Do you run a hydraulic tensioner on your baler? I run a CIH SBX520 (New Holland only with red & black paint) with the standard spring tension. I have also looked into the Airbaler System (replaces the springs with an air bladder to maintain tension similar to the hydraulic tensioner option offered by NH). Ever hear any feedback on the Airbaler System?


----------



## Vol (Jul 5, 2009)

Not as familiar with New Holland as I am with some others, but a fella from up in your country that posts on this site(Rodney) uses NH and uses the NH hyd. tensioner. He is large operator so he should know. I believe that if you bale very many bales that a hyd. tensioner is a must. Not heard of anyone using the Airbaler, but I believe if I was going to get a tensioner I would get the one made by the baler manufacturer. If you go to trade your baler sometime, the manufacturer tensioner will add value to the baler. Not sure if a non-manufacturer tensioner would. I think the hydraulic lines operating a tensioner look alot better than a steel air tank mounted to the baler. Seems like I heard on here where the Airbaler is around $1000, hydraulic tensioners are about $1200-$1400...some a little more.

Regards, Mike


----------



## steve IN (Jan 13, 2010)

I have a NH5070 with hydraulic tension and would never have anything else. The bales never vary by more than 2 pounds. The windrows need to be consistent. As with any baler system the key is the windrow. I have found bigger windrows and driving slower to help alot with the tensioner. The only problem I have had was when the baler was new I couldnt keep the bale lenght consistent even with the hydraulic tension. As soon as the paint wore off inside its been as perfect as you can get. I cosistently get 250 bales an hour.


----------



## davang (Apr 7, 2010)

I installed the airbaler last summer on my JD 346 (purchased used) that had spring tensioners.
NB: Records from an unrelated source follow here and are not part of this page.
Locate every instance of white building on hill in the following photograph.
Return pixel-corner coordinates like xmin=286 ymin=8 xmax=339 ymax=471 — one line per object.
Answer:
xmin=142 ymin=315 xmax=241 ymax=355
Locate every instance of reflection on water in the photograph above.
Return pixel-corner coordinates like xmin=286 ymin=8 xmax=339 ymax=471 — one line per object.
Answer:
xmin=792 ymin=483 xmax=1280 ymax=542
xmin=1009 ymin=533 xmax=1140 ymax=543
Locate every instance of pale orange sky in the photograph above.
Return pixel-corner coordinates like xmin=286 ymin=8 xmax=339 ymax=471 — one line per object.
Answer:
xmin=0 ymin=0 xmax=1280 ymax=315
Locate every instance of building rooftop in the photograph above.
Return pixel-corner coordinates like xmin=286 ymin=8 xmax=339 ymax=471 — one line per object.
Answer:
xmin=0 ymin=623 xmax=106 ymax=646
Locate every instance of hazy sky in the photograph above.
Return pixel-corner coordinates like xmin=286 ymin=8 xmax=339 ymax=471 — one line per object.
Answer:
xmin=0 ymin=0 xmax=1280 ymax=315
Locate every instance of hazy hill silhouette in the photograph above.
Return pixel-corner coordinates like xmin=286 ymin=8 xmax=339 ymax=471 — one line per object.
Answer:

It was a TREMENDOUS improvement in bale density, consistency and shape. I am a relative newcomer to haying so consider the source. It is NOT $1000 in the $750 range. I would not put it on a baler that already had hydraulic; that would not be cost effective. The best thing is you can measure and repeat your pressure settings. I have one field that is bermuda so I set the empty chamber pressure to 8 PSI. When I bale blue stem I use 10 PSI. It really shines with uneven windrows. I made good bales with crappy windrows during our bad drought last year.

I can't wait to use it on a good crop, hope we get th rain this year. I haven't seen any of the pros around here use it, they have NH with hyrdaulic. I can see that if you're experineced why change over to something new if your setup works. If it ain't broke don't fix it. But for ME it was a Godsend. If you have springs I say get it!


----------